DECLARATIONS OF INTEREST
The review team declares no potential conflicts of interest.
REVIEW AUTHORS
ROLES AND RESPONSIBILITIES
ACKNOWLEDGEMENTS
We would like to thank the Campbell Collaboration Education Coordinating Group for providing financial support for this review.
EXPECTED TIMEFRAME
Search and selection of studies: November, 2014
Coding of studies: March, 2015
Analysis: April, 2015
Draft review submission: July 31, 2015
PLANS FOR UPDATING THE REVIEW
We will update the review in four years from date of publication of this review.
AUTHORS' RESPONSIBILITIES
By completing this protocol, you accept responsibility for preparing, maintaining, and updating the review in accordance with Campbell Collaboration policy. The Coordinating Group will provide as much support as possible to assist with the preparation of the review. A draft review must be submitted to the Coordinating Group within two years of protocol acceptance. If drafts are not submitted before the agreed deadlines, or if we are unable to contact you for an extended period, the Coordinating Group has the right to de-register the title or transfer the title to alternative authors.

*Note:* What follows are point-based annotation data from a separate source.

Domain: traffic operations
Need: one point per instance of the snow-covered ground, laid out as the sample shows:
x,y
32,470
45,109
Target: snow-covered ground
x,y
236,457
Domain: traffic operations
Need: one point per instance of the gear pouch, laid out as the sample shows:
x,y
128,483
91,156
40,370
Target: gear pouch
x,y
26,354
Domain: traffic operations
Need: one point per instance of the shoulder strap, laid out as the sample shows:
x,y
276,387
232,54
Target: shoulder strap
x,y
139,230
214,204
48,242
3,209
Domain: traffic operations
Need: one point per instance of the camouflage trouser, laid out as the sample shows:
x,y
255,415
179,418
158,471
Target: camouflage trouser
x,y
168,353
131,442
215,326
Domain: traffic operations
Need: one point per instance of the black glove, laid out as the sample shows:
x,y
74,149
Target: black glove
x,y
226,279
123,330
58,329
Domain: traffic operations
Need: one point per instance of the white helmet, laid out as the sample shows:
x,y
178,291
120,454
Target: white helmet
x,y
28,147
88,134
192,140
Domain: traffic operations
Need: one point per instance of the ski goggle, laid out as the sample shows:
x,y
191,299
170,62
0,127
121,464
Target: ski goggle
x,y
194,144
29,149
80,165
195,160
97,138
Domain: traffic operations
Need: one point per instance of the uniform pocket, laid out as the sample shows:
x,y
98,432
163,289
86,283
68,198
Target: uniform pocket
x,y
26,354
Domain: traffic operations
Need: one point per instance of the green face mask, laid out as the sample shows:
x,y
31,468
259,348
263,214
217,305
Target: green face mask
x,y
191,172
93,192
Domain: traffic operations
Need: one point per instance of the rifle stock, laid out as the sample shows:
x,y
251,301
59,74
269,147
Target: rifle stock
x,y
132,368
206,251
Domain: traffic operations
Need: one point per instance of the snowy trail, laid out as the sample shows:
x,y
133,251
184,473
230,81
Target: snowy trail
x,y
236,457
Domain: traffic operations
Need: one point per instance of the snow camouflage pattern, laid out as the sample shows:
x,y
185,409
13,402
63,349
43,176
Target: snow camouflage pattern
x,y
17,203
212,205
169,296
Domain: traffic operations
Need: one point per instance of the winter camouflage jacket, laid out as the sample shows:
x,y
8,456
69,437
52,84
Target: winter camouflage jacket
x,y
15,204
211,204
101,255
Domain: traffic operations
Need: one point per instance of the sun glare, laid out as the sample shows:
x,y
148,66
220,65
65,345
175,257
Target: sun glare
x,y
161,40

The Coordinating Group also has the right to de-register or transfer the title if it does not meet the standards of the Coordinating Group and/or the Campbell Collaboration.
You accept responsibility for maintaining the review in light of new evidence, comments and criticisms, and other developments, and updating the review every five years, when substantial new evidence becomes available, or, if requested, transferring responsibility for maintaining the review to others as agreed with the Coordinating Group.
The support of the Coordinating Group in preparing your review is conditional upon your agreement to publish the protocol, finished review, and subsequent updates in the Campbell Library. The Campbell Collaboration places no restrictions on publication of the findings of a Campbell systematic review in a more abbreviated form as a journal article either before or after the publication of the monograph version in Campbell Systematic Reviews. Some journals, however, have restrictions that preclude publication of findings that have been, or will be, reported elsewhere and authors considering publication in such a journal should be aware of possible conflict with publication of the monograph version in Campbell Systematic Reviews. Publication in a journal after publication or in press status in Campbell Systematic Reviews should acknowledge the Campbell version and include a citation to it. Note that systematic reviews published in Campbell Systematic Reviews and co-registered with the Cochrane Collaboration may have additional requirements or restrictions for co-publication. Review authors accept responsibility for meeting any co-publication requirements.